How long will it last? Longer than six months is all I can say.
Could you pressure cook it in jars rather than trying to dehydrate it?
If not, on the subject of dehydrating, they have on the market a device that is used to make hamburg into jerky. They sell them at places like Cabela's (the outdoor sporting goods store). My thought is that if they sell these things, then it must be perfectly safe to dehydrate hamburger. What I would do is to make it into ultra thin patties or maybe, little blobs about the size and thickness of your pinky finger and then dehydrate those (after I marinate it in some sort of seasoning, depending on how it will later be used). When the meat is good and dry, I would vaccuum seal it into a jar.
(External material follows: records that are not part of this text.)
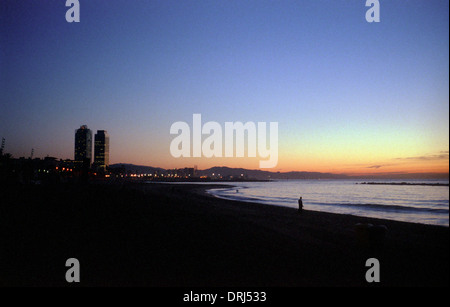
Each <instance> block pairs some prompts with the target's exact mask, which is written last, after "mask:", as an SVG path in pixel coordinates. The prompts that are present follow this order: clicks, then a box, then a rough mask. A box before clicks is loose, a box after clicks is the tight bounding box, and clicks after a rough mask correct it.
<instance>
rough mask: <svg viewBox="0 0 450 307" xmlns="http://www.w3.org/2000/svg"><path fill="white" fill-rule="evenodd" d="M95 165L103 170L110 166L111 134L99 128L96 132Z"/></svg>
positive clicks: (94, 144)
mask: <svg viewBox="0 0 450 307" xmlns="http://www.w3.org/2000/svg"><path fill="white" fill-rule="evenodd" d="M94 166H95V168H96V169H98V170H103V171H104V170H106V168H107V167H108V166H109V135H108V132H107V131H105V130H97V133H96V134H95V141H94Z"/></svg>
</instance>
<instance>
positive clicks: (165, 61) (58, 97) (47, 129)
mask: <svg viewBox="0 0 450 307" xmlns="http://www.w3.org/2000/svg"><path fill="white" fill-rule="evenodd" d="M380 3H381V22H380V23H367V22H366V20H365V13H366V11H367V9H368V8H366V7H365V1H363V0H333V1H323V0H305V1H299V0H298V1H285V0H280V1H266V0H256V1H253V0H227V1H218V0H217V1H215V0H195V1H193V0H186V1H166V0H165V1H139V0H135V1H118V0H109V1H106V0H105V1H99V0H89V1H86V0H80V5H81V11H80V13H81V14H80V17H81V22H80V23H67V22H66V20H65V13H66V11H67V9H68V8H67V7H65V5H64V4H65V1H64V0H53V1H51V0H39V1H36V0H6V1H5V0H2V2H1V3H0V7H1V23H0V26H1V38H0V39H1V40H0V51H1V53H0V65H1V66H0V74H1V76H0V77H1V79H0V81H1V83H0V91H1V98H0V100H1V114H0V134H1V135H0V136H1V137H5V138H6V148H5V149H6V151H7V152H11V153H12V154H13V155H14V156H28V155H29V153H30V151H31V148H34V149H35V156H45V155H47V154H48V155H51V156H56V157H59V158H73V135H74V131H75V129H76V128H78V127H79V126H80V125H82V124H87V125H88V126H89V127H90V128H91V129H93V130H94V131H95V130H97V129H99V130H100V129H104V130H108V132H109V134H110V135H111V162H112V163H117V162H129V163H136V164H146V165H155V166H164V167H181V166H183V165H185V164H189V165H190V164H194V162H195V164H198V165H199V167H200V168H201V167H202V166H205V167H206V166H212V165H214V164H227V165H230V166H238V165H239V166H247V167H251V168H253V166H254V165H256V163H257V161H258V160H255V161H253V162H255V163H254V164H252V163H253V162H249V161H244V162H245V163H244V164H242V163H241V160H239V161H229V160H224V161H217V160H215V161H214V160H207V161H206V160H199V161H191V160H182V161H180V160H176V159H174V158H172V157H171V156H170V153H169V144H170V141H171V140H172V138H173V136H171V135H170V134H169V129H170V125H171V124H172V123H174V122H176V121H186V122H188V123H189V122H190V121H191V120H192V114H193V113H201V114H202V117H203V118H204V121H216V122H219V123H223V122H224V121H243V122H246V121H254V122H257V121H265V122H271V121H277V122H279V150H280V163H279V169H280V170H285V171H288V170H305V169H308V168H313V167H314V168H315V169H318V170H332V171H346V170H348V171H350V169H352V171H355V169H356V168H355V167H356V166H355V165H360V166H359V167H361V168H365V167H369V165H371V164H374V163H378V164H380V163H381V164H383V163H384V164H386V165H387V164H389V162H392V161H395V159H403V158H408V157H409V158H410V157H421V156H427V155H430V156H431V155H437V154H439V153H441V152H445V151H447V162H446V165H447V168H448V128H449V119H448V106H449V94H448V92H449V87H448V83H449V68H448V67H449V39H448V37H449V32H448V27H449V2H448V1H438V0H421V1H419V0H415V1H400V0H385V1H383V0H381V1H380ZM397 161H398V160H397ZM441 162H442V161H441ZM354 166H355V167H354ZM405 167H406V166H405ZM430 167H431V166H430ZM433 167H434V166H433ZM430 169H431V168H430Z"/></svg>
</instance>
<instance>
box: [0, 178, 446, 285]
mask: <svg viewBox="0 0 450 307" xmlns="http://www.w3.org/2000/svg"><path fill="white" fill-rule="evenodd" d="M212 186H217V185H194V184H176V185H175V184H163V183H158V184H139V183H125V184H89V185H86V186H78V185H53V186H20V185H17V186H7V187H6V189H5V191H4V193H3V196H2V198H3V199H2V202H1V206H0V222H1V223H0V225H1V226H0V227H1V234H0V240H1V241H0V244H1V248H2V249H1V254H0V284H1V285H2V286H67V285H69V284H68V283H67V282H66V280H65V273H66V270H67V269H68V268H67V267H66V266H65V262H66V260H67V259H68V258H77V259H78V260H79V262H80V273H81V283H80V285H81V286H152V287H194V286H195V287H197V286H199V287H229V286H231V287H247V286H248V287H300V286H340V287H342V286H358V287H359V286H373V285H376V286H448V284H449V280H448V278H449V244H448V243H449V228H448V227H440V226H429V225H420V224H412V223H404V222H395V221H387V220H377V219H372V218H362V217H356V216H350V215H340V214H330V213H323V212H314V211H309V210H308V204H307V203H304V208H305V210H304V212H303V213H302V214H298V212H297V210H295V209H291V208H284V207H276V206H268V205H260V204H255V203H244V202H237V201H230V200H224V199H218V198H215V197H213V196H210V195H208V194H206V193H205V189H207V188H210V187H212ZM357 223H371V224H373V225H380V224H382V225H385V226H386V227H387V228H388V232H387V235H386V238H385V239H384V240H382V241H380V242H370V241H360V240H358V239H357V236H356V233H355V227H354V226H355V224H357ZM368 258H376V259H378V260H379V262H380V282H379V283H376V284H374V283H368V282H367V281H366V279H365V274H366V271H367V270H368V269H369V268H368V267H366V266H365V263H366V260H367V259H368Z"/></svg>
I wouldn't bother with freezing it - seems redundant ... I mean, if you're going to freeze it anyway, why bother dehydrating (for preservation purposes, I mean - not for saving space purposes :) - , but you do want it to be in an air-tight container, because it's exposure to air that allows the bacteria to grow resulting in food spoilage.
Why not make chili/sauce and can it? Seems like it would save a lot of bother to me...
A couple of years ago, I dehydrated several pounds of ground beef, to make mixes for a camping trip. I used directions/recipes out of "The Hungry Hiker's Book of Good Cooking" by Gretchen McHugh. Not all of them were used, and the last one was used about a year later, and it was still just fine. I just fried it up, drained it on lots of paper towels until most of the grease was off, and put it in the Excaliber (140* for 6-8 hours is what the directions were. I think it took a bit longer) on paper towels until it was dry and not leaving grease stains on the paper. 1# of ground beef makes 1 1/3 cup dried. I learned that when rehydrating it, use boiling water to start with and give the meat at least a half-hour to reconstitute.
If you can't get the book in Germany, e-mail me and I'll send you out the recipes. North sky light AT yahoo DOT com
For Germany the low temps last winter were more like teens and single digits.